Here is the finalist for a new Utah state flag
The final proposed design for a new Utah state flag is here.
The Gov. Spencer Cox-chaired More Than a Flag task force unanimously voted on the design during a Nov. 10 meeting.
The group received more than 5,700 designs from the public and more than 44,000 responses to a public survey. With the help of six committees, 20 finalists were selected for public feedback. The design committee took elements from another round of five finalists to produce the chosen banner.
The proposed flag is a dark blue sky background — a white outline of five mountain peaks — and a red band representing Utah’s red rock country. The center is a hexagon enclosing a gold beehive with an eight-pointed white star below it representing Utah’s tribal nations. It’s based on the Native “hope star.”
Lt. Gov. Deidre Henderson, who was on the task force along with the governor, said she’s heard some feedback that the beehive shouldn’t be above the star. But Henderson sees the symbolism differently.
"To me, that star is the foundation," she said of one of the prominent design tweaks that went into the final design. "It's the first thing that everything else is built on. And that symbol of hope is a symbol to a lot of people … people who lived here before the pioneers and early settlers."
Others heard criticism of the whole idea of a flag redesign. Sen. Jake Anderegg, R-Lehi, said one constituent complained it smacked of cancel culture.
Anderegg, who chairs the International Relations and Trade Committee for the Senate, disagreed.
“Right now our state flag is indistinguishable at a distance from about 38 others,” he said. “I'm looking not to cancel our old flag. We'll still keep it ceremonially … But I want this to be seen at the airport 200 yards away and people look and go, ‘There's Utah.’”
Many of the task force members expressed the hope that the new symbolism would reflect the diverse communities of the state.

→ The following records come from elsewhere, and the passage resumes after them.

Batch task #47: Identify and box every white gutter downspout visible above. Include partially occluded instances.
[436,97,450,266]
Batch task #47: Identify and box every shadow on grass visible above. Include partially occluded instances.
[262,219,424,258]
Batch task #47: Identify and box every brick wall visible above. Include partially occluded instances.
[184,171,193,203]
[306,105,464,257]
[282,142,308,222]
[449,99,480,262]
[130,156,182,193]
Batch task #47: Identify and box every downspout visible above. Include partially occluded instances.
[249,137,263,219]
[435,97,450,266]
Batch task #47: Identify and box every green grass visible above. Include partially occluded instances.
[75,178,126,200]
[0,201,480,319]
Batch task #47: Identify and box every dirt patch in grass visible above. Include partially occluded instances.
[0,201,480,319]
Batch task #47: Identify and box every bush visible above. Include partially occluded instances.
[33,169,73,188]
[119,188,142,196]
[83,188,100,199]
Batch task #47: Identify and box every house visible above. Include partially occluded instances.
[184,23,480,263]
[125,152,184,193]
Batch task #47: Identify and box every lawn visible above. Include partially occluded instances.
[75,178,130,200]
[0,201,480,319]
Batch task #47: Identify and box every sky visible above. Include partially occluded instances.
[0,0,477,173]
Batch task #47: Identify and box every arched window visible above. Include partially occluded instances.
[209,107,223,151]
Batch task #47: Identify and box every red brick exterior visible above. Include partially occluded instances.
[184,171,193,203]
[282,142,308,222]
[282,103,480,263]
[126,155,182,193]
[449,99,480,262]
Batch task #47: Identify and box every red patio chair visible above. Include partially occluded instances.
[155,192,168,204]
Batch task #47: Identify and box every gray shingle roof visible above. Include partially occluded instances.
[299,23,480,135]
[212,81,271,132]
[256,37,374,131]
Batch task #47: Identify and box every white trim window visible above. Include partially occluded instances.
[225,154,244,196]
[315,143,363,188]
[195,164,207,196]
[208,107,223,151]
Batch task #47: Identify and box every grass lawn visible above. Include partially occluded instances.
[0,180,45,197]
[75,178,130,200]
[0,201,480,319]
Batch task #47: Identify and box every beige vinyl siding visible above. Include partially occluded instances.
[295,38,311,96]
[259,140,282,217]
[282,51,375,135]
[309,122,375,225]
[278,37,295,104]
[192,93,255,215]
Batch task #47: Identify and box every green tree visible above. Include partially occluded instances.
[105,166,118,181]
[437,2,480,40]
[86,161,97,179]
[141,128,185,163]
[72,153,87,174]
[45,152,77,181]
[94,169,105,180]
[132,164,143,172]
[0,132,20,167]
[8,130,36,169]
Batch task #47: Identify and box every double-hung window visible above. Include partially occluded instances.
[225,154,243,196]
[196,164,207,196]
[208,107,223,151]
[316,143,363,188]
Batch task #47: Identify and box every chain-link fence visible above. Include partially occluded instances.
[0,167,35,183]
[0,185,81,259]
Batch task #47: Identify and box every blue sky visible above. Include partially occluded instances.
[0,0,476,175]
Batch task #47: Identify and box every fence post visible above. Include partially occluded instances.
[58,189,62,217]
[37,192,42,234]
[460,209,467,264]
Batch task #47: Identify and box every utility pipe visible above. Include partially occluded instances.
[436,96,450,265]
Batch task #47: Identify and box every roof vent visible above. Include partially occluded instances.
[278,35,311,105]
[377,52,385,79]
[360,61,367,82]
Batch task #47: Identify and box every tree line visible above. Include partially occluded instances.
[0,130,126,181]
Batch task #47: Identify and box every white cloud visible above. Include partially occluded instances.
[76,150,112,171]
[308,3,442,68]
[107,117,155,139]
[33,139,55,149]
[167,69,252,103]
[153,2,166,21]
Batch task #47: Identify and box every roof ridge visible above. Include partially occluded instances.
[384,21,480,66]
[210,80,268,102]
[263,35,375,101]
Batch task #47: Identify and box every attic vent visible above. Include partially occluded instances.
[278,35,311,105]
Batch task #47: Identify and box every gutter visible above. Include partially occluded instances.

“Let this be something that we can all grow together and be unified,” said Sen. Dan McCay, R-Riverton. “One of the vexillologists said a key to knowing that you have a great flag is not that it is a flag that has a little piece of everything for everyone. It is a flag that everyone can look at and see themselves in.”
The design now goes to the State Legislature for approval. It will be formally proposed in a November session of the Economic Development Workforce Services Interim Committee. McCay said it will then be voted on at the beginning of the General Legislative Session in January.